I did not speak up enough until I was in the process of leaving. I learned enough with that experience that I won’t make that mistake again. Women (and supporting men) must support the effort to make the workplace a truly family friendly environment. This pregnancy, I am not making the same mistakes.
My advice to women and mothers everywhere is to speak up! You will be astounded as to how many women relate to you and/or have experienced the same challenges. We can make much more progress when we are vocal than when we remain silent.
In case you are interested, here are the mandates according to United States Federal Law (as found in Section 4207 of the Patient Protection and Affordable Care Act, also known as Health Care Reform).
I. Employers Must Provide Breaks for Nursing Mothers
The Patient Protection and Affordable Care Act of 2010 (PPACA) amends Section 7 of the Fair Labor Standards Act (FLSA) by adding the requirement that employers provide “reasonable break time for nursing mothers.” Under Section 4207 of PPACA, employers must make available the following: (1) reasonable breaks for employees to express breast milk; (2) a location free from intrusion in which to take those breaks.
A. Employers Must Provide Reasonable Breaks
Although Section 4207 does not quantify what is a reasonable length of time for a nursing mother break, it explicitly states that employers are not required to compensate employees for these breaks if they are taken during “work time.” Employers are not granted discretion to regulate the frequency with which employees take breaks to express milk; rather, nursing mothers are entitled to take reasonable breaks “each time such employee has need.” Employees may take these breaks until the nursing child is one year old.
B. Breaks Must be in a Private Location
Employers must provide a private place where employees can go to express milk. This location must be “shielded from view” and “free from intrusion from coworkers or the public.” Section 4207 expressly forbids the use of bathrooms as venues for nursing mother breaks.
C. Small Employer Exception
Not all employers are subject to the new break requirements of Section 4207. Employers with less than 50 employees, who would experience “undue hardship” in the course of providing nursing mother breaks, are exempt. Undue hardship is determined by weighing the “significant difficulty or expense” of providing breaks against the “size, financial resources, nature, or structure” of the business.

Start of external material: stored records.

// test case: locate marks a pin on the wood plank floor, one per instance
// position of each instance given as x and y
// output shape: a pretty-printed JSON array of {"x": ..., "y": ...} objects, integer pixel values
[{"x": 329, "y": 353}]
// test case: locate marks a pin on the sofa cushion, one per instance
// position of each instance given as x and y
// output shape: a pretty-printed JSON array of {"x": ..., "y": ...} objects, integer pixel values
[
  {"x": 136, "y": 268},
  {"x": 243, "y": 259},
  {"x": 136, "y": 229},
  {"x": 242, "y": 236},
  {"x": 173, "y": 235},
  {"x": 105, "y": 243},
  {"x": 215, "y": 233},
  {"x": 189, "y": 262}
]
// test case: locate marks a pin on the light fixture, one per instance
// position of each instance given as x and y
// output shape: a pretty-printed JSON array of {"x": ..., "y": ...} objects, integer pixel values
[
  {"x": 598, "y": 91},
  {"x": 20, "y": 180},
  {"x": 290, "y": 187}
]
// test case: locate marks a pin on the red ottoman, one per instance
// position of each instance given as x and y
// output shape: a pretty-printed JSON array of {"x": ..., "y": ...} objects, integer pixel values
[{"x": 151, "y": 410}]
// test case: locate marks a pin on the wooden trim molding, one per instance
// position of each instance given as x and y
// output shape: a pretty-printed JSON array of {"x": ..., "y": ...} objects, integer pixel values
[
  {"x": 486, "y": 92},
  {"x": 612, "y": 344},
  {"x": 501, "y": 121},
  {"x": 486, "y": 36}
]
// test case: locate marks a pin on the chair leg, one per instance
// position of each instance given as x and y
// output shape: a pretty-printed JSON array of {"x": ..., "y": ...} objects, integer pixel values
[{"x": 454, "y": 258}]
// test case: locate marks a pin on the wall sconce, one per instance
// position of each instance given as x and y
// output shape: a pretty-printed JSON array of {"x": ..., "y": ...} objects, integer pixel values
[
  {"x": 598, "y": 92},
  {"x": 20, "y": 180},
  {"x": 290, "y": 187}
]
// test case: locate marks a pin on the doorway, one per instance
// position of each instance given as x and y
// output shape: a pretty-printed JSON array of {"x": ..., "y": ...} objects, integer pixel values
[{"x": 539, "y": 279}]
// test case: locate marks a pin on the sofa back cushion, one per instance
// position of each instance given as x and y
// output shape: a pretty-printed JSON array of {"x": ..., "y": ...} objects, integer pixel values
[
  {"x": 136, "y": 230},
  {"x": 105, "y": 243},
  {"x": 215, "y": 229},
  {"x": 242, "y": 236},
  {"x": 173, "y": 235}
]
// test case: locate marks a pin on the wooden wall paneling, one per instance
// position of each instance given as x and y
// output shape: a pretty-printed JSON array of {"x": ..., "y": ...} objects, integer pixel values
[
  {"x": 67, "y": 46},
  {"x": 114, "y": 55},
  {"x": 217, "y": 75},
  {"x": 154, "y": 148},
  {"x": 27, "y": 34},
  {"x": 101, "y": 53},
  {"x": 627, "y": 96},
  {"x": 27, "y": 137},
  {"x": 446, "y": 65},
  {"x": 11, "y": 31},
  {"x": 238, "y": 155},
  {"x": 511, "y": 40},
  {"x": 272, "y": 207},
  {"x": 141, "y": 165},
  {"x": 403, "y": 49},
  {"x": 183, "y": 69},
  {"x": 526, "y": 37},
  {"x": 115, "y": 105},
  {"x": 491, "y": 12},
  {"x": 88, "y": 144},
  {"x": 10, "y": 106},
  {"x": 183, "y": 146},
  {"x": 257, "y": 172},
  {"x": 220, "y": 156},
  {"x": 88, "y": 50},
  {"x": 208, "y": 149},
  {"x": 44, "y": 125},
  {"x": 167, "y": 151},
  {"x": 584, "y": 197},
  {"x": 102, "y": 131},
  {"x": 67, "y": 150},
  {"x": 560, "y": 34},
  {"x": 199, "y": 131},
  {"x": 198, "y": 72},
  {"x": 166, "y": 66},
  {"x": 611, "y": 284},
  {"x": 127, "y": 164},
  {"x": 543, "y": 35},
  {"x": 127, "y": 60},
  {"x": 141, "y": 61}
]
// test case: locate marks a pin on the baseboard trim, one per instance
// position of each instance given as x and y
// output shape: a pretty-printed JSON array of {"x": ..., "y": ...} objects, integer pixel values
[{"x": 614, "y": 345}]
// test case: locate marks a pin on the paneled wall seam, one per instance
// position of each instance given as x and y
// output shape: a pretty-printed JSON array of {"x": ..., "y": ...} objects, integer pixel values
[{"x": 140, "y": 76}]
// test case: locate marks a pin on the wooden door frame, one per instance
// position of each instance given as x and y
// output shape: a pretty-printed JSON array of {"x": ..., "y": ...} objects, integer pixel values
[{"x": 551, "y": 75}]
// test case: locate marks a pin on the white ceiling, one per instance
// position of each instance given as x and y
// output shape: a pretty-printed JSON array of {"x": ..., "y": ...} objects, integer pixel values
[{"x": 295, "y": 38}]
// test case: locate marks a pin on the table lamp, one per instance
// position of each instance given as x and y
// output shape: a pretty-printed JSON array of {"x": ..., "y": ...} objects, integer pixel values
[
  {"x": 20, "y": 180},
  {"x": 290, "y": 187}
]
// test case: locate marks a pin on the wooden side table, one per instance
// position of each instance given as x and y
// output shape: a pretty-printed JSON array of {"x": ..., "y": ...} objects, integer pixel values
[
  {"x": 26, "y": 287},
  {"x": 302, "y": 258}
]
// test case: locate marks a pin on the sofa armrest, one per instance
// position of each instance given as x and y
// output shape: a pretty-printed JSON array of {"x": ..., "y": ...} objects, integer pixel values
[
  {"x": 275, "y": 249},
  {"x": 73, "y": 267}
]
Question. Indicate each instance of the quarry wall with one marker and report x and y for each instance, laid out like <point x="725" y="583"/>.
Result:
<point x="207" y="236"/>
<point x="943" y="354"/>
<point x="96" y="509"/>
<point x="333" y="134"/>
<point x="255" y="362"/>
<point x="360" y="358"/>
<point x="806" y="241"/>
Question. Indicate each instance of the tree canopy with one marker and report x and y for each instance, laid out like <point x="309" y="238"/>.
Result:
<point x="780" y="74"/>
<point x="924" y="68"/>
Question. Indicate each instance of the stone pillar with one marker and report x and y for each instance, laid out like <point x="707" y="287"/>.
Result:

II. Section 4207 Does Not Preempt State Law That is More “Employee Friendly”
If state law provides “greater protections to employees” than the protections in Section 4207, employers must adhere to the more expansive provisions. Seventeen states currently have laws that require employers to provide lactation breaks.
While many have provisions that are similar to Section 4207, no state exactly mirrors federal law. In fact, many states include one or more provisions that are broader than Section 4207. Examples of state law provisions that expand employee protection include: allowing mothers to continue taking breaks until the nursing child is anywhere from 18 months to three years old; requiring employers to make reasonable efforts to provide lactation rooms close to an employee’s work area; requiring that employers either make reasonable efforts to provide refrigeration for breast milk or, in some employment settings, allow employees to bring their own refrigeration devices to work; providing break rooms with electrical outlets so employees can plug in breast pumps; and allowing employees who take unpaid breaks to make up the time by staying later to work. If an employer’s state law includes greater employee protections such as these, the more protective provisions govern.